La violación de Ucrania
«Se trata de una percepción común en el mundo eslavo, la de Ucrania como una entidad atractiva y sensual, dominada por el áspero macho, Rusia»
En la película Molitva za getmana Mazepu (Plegaria por el atamán Mazepa), dirigida por Yuri Ilyenko y estrenada en 2002, Ucrania aparece representada como una vagina. «Yo, el atamán Iván Mazepa, he declarado este hermoso país un estado independiente», dice el protagonista, el último líder cosaco que se rebeló contra Rusia, en 1709. «Y por eso he recibido una maldición eterna, un anatema, por parte de quien violó a mi país más que nadie: el zar Pedro I de Moscú».
Se trata de una percepción común en esta región del mundo, la de Ucrania como una entidad atractiva y sensual, dominada por el áspero macho, Rusia. El país de las tierras fértiles, la comida sabrosa y la costa del Mar Negro; el hogar de las catedrales más bellas y antiguas del mundo eslavo oriental. El oasis vacacional de las élites rusas y soviéticas. La joya de la corona del Imperio. Una belleza atada a Rusia.
Sé que es una interpretación profundamente machista, pero es la que emana de la retórica posesiva de Moscú. Cuando le preguntaron a Vladímir Putin, hace un mes, por la aparente resistencia ucraniana a ratificar los Acuerdos de Minsk, este respondió así: «Te guste o no te guste, tienes que aguantarte, preciosa».
A medida que se rompieron los vínculos entre ambos países y que Ucrania se inclinó más hacia Occidente, el discurso del Kremlin ha acabado por no dejar margen para la interpretación. Vladímir Putin ha dejado claro que no considera a Ucrania un país, sino una creación artificial que puede ser montada y desmontada por Moscú.
Ahora que la invasión está en marcha, que los últimos medios independientes rusos, como Dozhd TV y Eco de Moscú, han sido suspendidos, y que el presidente ha aprobado una ley que amenaza con hasta 15 años de prisión a los periodistas que informen sobre la guerra sin ceñirse a los patrones del Kremlin, ya solo queda la propaganda. Una propaganda que azuza estos instintos posesivos.
El 1 de marzo, el tabloide ruso Komsomolskaya Pravda publicaba un artículo sobre qué hacer con Ucrania una vez se completase la «operación especial». El autor, Sergei Ponomarev, ofrecía tres opciones: el «plan optimista» sería dejar al país como está y darle un nuevo parlamento que obedeciera todas las exigencias del Kremlin, desde el reconocimiento de Crimea como parte de Rusia al compromiso de no entrar jamás en la OTAN. Los «criminales de guerra» serían entregados a Moscú.
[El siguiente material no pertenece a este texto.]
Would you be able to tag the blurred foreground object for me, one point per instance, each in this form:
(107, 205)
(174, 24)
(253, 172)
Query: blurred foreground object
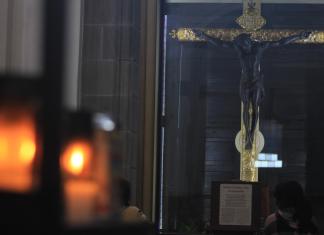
(85, 164)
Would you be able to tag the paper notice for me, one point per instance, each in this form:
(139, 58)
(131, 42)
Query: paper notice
(235, 204)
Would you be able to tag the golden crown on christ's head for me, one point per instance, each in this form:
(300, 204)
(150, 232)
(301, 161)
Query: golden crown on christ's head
(251, 20)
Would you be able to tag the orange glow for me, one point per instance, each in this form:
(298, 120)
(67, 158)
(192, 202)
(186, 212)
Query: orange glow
(17, 149)
(76, 157)
(27, 150)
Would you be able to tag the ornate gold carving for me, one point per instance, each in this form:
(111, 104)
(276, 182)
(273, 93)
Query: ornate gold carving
(251, 20)
(186, 34)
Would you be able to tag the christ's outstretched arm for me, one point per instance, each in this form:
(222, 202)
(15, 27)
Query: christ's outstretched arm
(214, 41)
(288, 40)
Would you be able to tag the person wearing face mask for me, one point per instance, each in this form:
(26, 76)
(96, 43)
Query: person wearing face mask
(294, 214)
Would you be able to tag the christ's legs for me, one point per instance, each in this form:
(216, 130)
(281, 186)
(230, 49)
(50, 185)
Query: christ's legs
(246, 122)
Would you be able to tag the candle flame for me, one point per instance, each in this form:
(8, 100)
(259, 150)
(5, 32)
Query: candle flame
(17, 149)
(76, 157)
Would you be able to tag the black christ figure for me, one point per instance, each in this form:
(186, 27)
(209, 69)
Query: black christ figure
(251, 85)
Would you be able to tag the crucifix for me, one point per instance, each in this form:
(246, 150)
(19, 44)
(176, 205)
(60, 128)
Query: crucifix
(250, 43)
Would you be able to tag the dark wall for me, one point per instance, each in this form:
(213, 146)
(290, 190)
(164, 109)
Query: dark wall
(291, 113)
(110, 80)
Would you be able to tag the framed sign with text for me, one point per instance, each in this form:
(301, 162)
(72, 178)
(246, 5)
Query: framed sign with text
(235, 206)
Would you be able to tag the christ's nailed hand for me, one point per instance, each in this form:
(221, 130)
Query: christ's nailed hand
(305, 35)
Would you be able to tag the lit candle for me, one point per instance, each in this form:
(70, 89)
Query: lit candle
(81, 191)
(17, 149)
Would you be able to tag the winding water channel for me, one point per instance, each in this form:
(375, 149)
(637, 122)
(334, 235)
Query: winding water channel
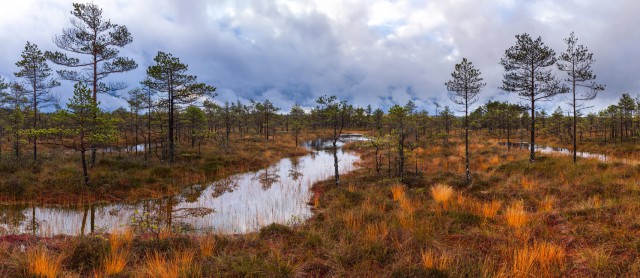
(240, 203)
(564, 151)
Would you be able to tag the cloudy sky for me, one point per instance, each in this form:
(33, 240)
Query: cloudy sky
(374, 52)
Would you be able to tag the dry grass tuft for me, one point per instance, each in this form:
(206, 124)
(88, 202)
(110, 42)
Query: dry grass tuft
(407, 205)
(397, 191)
(539, 260)
(546, 205)
(494, 160)
(433, 260)
(526, 183)
(490, 210)
(516, 216)
(41, 263)
(353, 220)
(442, 193)
(376, 231)
(207, 245)
(155, 265)
(115, 262)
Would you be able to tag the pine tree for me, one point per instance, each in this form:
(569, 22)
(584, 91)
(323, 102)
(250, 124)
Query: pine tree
(34, 69)
(576, 61)
(169, 76)
(464, 88)
(92, 36)
(528, 74)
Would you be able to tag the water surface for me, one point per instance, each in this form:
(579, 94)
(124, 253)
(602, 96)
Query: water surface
(240, 203)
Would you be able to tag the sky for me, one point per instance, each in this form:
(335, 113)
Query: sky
(376, 52)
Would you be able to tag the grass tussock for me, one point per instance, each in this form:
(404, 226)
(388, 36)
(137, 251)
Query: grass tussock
(490, 210)
(516, 216)
(43, 263)
(549, 218)
(441, 194)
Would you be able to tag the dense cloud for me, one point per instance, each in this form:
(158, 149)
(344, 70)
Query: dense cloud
(375, 53)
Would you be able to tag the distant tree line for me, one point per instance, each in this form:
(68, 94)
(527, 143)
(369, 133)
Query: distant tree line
(171, 109)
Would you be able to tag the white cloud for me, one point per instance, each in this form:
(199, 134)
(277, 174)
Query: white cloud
(294, 51)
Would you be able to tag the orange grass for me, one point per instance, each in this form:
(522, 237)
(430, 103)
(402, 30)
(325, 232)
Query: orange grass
(207, 245)
(376, 231)
(41, 263)
(432, 260)
(490, 210)
(516, 216)
(397, 191)
(526, 183)
(441, 194)
(538, 260)
(155, 265)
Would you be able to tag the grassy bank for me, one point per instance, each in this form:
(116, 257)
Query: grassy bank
(57, 177)
(517, 219)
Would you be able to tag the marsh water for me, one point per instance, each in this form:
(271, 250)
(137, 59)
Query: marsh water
(240, 203)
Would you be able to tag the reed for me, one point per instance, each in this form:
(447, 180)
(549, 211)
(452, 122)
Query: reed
(516, 216)
(42, 263)
(441, 194)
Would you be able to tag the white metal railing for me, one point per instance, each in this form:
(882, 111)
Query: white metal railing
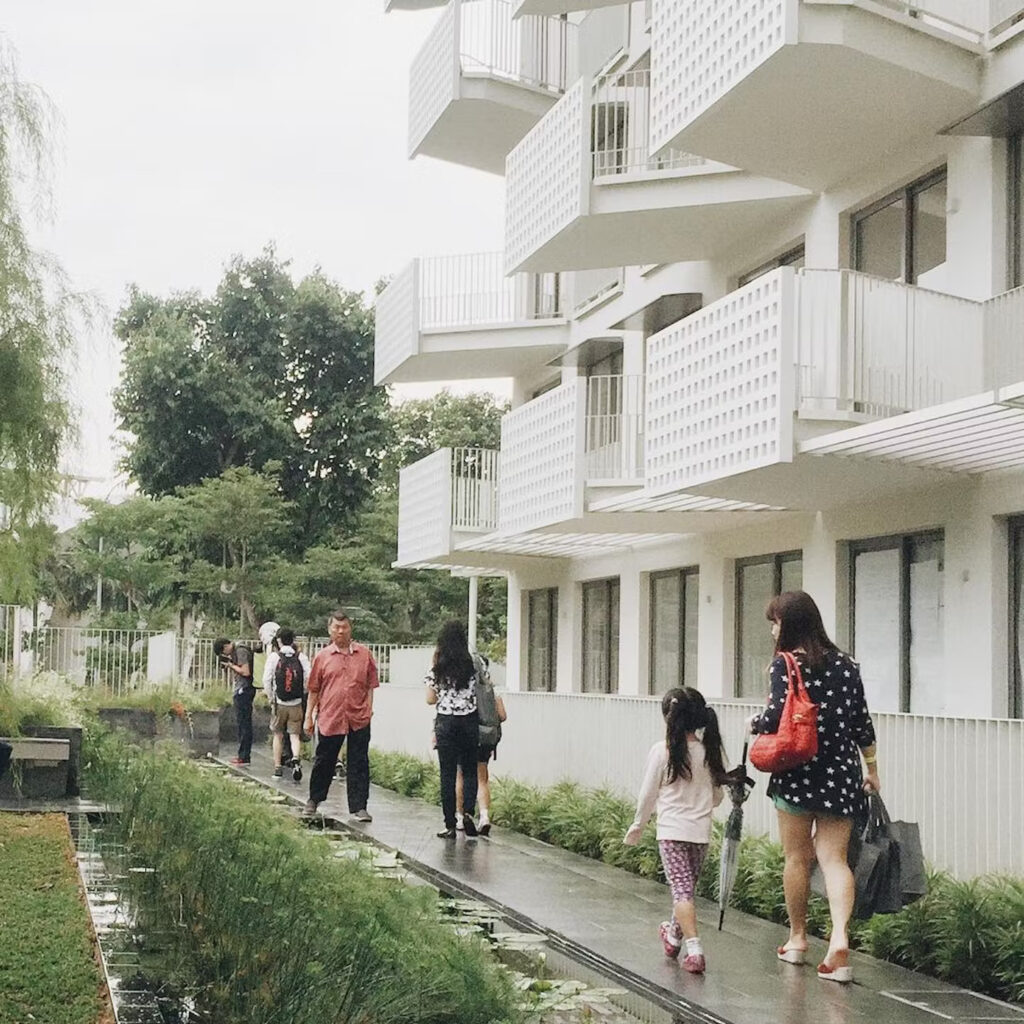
(542, 460)
(957, 777)
(474, 488)
(122, 660)
(882, 347)
(613, 433)
(1004, 327)
(472, 290)
(531, 50)
(621, 129)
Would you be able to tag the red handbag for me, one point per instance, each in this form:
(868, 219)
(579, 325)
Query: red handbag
(797, 739)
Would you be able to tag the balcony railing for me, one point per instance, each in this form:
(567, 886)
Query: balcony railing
(621, 129)
(613, 432)
(529, 50)
(451, 489)
(474, 489)
(881, 347)
(472, 290)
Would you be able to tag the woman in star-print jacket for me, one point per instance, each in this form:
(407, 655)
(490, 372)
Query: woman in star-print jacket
(818, 801)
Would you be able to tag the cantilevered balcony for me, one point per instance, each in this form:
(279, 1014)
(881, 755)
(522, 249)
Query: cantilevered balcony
(454, 317)
(482, 80)
(737, 391)
(444, 499)
(810, 91)
(583, 192)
El problema con esta opción, según Ponomarev, es que los nacionalistas «emergerían de sus sótanos» y echarían todo a perder, lo cual nos llevaría al «plan realista»: trocear Ucrania en cinco partes. El sureste sería bautizado como «Nueva Rusia» y el centro como «Pequeña Rusia», siguiendo la vieja designación zarista. Respecto a las provincias del oeste, «probablemente caerán bajo el control total o parcial de Hungría o Rumanía».
Si esto no funcionase, habría que recurrir al «plan más radical: la desaparición completa de Ucrania como país». Es decir, hacer de Ucrania una provincia rusa.
Hasta hace unos días el texto de Ponomarev habría parecido un panfleto. Chovinismo ruso destinado a unos pocos parroquianos. Hoy, en cambio, los designios de Putin para el país vecino tienen que englobarse en alguna de esas tres opciones. La violencia desatada contra Ucrania no obedece a cálculos racionales, sino a visiones grandilocuentes bañadas en la posesión y en los celos.
Pero la dama ucraniana, por seguir con el cliché, ha resultado ser una luchadora feroz. Los combatientes pelean a muerte por sus ciudades, ninguna de las cuales ha recibido al invasor, contrariamente a lo que esperaban los propagandistas, con flores.